As I mentioned in a post earlier this year, I am participating in Bookmarks: Infiltrating the Library System Project XIII by Sarah Bodman this year. For this I need to send her 100 bookmarks by June. Since Febuary I have been thinking about a good image, tried some, never quite satisfied. My thoughts were mainly focused on fish and feathers because that is what I have mostly been printing in the last years. But then I decided to focus on libraries, instead, and today I indeed printed the first 25 bookmarks. Only on day 2 of cutting the lino I had the idea of documenting the progress. As you might think, it was a quite tireing and delicate work. Therefore I couldn’t do much each day, or else I would have risked destruction of the block by lack of attention.
The first day I did not do much else than preparing the plate and drawing the image to drafting paper. Then I transfered like I usually do by rubbing the graphite onto the white washed plate.
I slowly started to cut the plate. I decided to start at the bottom, with the option to shorten the plate should the first trials not work out well.
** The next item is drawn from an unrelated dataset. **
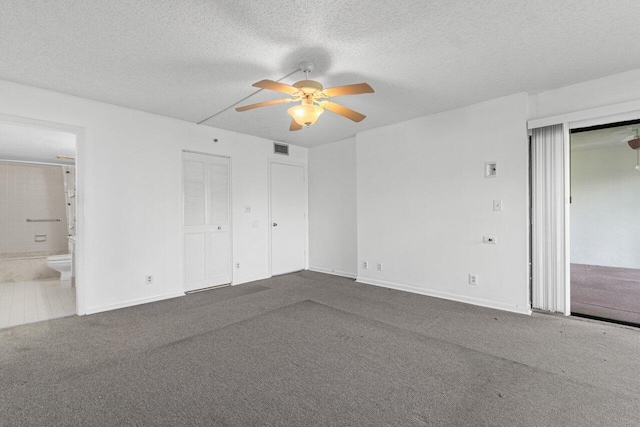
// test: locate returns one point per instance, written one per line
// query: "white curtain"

I just had a bit more than an hour for cutting. Working on the shelves and books is rather boring and demanding at the same time. So when I got tired I started to work a little on the top.
More cuting in the morning:
and yet more cutting in the evening. And so I could start day 6 – which was today, with a slightly more finished plate:
This looks do-able:
After about another hour I was finished:
The next step then was of course the washing off of of the white paint and with it the graphite. Although I was quite sure about this, I was still a little nervous whether it would still work with the pencil lines gone.
And generally I was happy with how it looked. Some of the books suddenly seemed pecularialy thin, and so I corrected some small spots and here and there, but then it was time for a first ink-up.
I was very happy with how it looked. Of course I corrected some more small things. For the first ink-up and the first proofs I used a water based ink because it is easier to wash off. But with the plate like I want it, I then started to print in oil based ink:
I have made some prints by rubbing with a spoon, and some with my copy (tiger) press. The results with the spoon look much nicer, but are so much more work. There are some like this and some like that under the first 25. I am not decided yet whether I will keep on mixing, or stick with one method for the remaining 75. Another option would be to scan the best (or one of the best) and then print 100 digitally. It is not what I have in mind, but serves as a back-up if the prints are not drying fast enough.
The possibility that the prints won’t dry fast enough do worry me. It is not just about the drying time alone: Due to lack of space, I need a first batch to dry before I can print a second one, and I only have less than fours weeks to finish (and the twin’s birthday with a bunch of visitors and three days of celebrations right in between).
Another thing that worries me about as much as drying time is that I will have to cut each of the 100 bookmarks to size by hand. – I should have made a smaller plate without bleed! But, well, now I’ll stick with it, and will solve each problem when it occurs, I guess.